Applying those factors, the decision Brennan wrote did not order Tennessee to redraw its legislative map but did tell reformers they could make their 14th Amendment claims in federal court. That careful solution garnered six votes, but three added their particular views. Douglas underscored that all barriers to apportionment challenges had been removed, Clark said Tennessee was so malapportioned the court should have concluded that it was violating the Constitution, and Stewart insisted that the ruling still left lower courts free to OK a rational apportioning scheme not based on population. Harlan and Frankfurter each wrote dissents. Frankfurter’s was his final opinion in 23 years on the court; he suffered a stroke seven days after Baker was decided and four months later resigned.
Reapportionment advocates had little trouble winning challenges in lower courts. And when states sought relief from the Supreme Court in those redistricting rulings, they got no support. Just ten months after the Baker v. Carr decision, the court in a case that originated in Georgia enunciated the “one person, one vote” standard.
The next year the justices applied that principle to drawing district lines for the U.S. House of Representatives.

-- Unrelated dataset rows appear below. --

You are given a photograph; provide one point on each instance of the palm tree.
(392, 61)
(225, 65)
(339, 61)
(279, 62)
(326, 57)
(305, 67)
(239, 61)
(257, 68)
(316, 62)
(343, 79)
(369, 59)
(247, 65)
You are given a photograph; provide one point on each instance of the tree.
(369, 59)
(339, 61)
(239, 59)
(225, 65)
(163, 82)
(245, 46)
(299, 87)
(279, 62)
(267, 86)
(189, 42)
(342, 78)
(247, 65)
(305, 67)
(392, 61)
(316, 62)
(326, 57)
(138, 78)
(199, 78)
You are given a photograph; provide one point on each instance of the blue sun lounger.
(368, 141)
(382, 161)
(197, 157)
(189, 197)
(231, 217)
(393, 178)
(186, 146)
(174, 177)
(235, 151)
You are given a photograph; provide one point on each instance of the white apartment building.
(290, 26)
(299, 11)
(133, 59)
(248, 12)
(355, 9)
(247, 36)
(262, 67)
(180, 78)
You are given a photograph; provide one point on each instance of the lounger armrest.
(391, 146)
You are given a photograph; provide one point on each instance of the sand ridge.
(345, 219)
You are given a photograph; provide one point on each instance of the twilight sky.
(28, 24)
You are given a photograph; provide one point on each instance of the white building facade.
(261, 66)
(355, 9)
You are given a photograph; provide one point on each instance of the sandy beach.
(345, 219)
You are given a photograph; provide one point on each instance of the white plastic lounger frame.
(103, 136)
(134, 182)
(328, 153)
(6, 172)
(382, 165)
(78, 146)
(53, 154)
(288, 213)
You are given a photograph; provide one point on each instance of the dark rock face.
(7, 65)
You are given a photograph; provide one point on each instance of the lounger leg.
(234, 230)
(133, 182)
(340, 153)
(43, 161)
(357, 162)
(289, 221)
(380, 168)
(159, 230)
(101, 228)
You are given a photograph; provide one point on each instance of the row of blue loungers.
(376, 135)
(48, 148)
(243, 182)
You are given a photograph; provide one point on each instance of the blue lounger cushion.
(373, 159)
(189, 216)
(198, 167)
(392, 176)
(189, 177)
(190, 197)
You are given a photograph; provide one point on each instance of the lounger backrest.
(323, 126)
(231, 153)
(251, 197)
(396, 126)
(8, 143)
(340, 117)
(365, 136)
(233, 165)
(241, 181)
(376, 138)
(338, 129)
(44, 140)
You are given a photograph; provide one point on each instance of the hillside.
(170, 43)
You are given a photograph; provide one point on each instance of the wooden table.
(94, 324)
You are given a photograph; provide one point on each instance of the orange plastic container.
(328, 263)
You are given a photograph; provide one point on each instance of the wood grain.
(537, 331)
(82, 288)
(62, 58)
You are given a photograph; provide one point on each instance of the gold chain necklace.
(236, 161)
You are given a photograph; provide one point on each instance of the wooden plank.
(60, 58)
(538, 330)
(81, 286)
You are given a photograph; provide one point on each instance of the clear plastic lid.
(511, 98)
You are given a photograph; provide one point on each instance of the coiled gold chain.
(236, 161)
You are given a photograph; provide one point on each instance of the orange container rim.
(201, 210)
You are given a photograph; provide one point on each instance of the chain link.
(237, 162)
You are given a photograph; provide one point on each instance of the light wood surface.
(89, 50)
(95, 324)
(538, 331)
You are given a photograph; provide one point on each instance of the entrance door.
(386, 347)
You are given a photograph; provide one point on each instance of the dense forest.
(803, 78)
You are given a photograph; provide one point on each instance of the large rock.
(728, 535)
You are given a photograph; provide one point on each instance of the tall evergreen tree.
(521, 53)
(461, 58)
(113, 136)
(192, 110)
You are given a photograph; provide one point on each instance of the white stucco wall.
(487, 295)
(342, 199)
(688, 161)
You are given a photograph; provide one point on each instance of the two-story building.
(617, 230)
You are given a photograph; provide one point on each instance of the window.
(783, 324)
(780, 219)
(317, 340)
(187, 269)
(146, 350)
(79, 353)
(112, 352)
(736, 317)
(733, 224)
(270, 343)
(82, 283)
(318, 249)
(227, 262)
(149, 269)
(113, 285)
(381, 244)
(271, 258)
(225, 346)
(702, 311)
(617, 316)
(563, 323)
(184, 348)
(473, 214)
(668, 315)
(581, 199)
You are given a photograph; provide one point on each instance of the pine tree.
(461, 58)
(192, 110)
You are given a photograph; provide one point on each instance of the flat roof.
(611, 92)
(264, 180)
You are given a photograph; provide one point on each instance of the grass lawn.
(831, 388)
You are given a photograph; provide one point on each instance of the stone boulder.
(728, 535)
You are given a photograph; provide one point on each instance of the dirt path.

Four months later the Court decreed states could not follow the national pattern of a Senate with representation for geographic areas but had to redistrict both houses of their legislatures only by population. “Legislators represent people, not trees,” Warren wrote. (By then Whittaker and Frankfurter had been replaced by Byron White and Arthur Goldberg, two justices who joined the camp seeing a more expansive role for the federal judiciary in enforcing the guarantees of the 14th Amendment.)
Either under pressure from court cases or the realization that failure to act would trigger such suits, within two years of the Baker decision 26 states had reapportioned their legislatures; 46 had by 1966. That’s why Theodore Olson, solicitor general under President George W. Bush, says, “the decision in this case changed the way we are governed in this country in a very dramatic way.”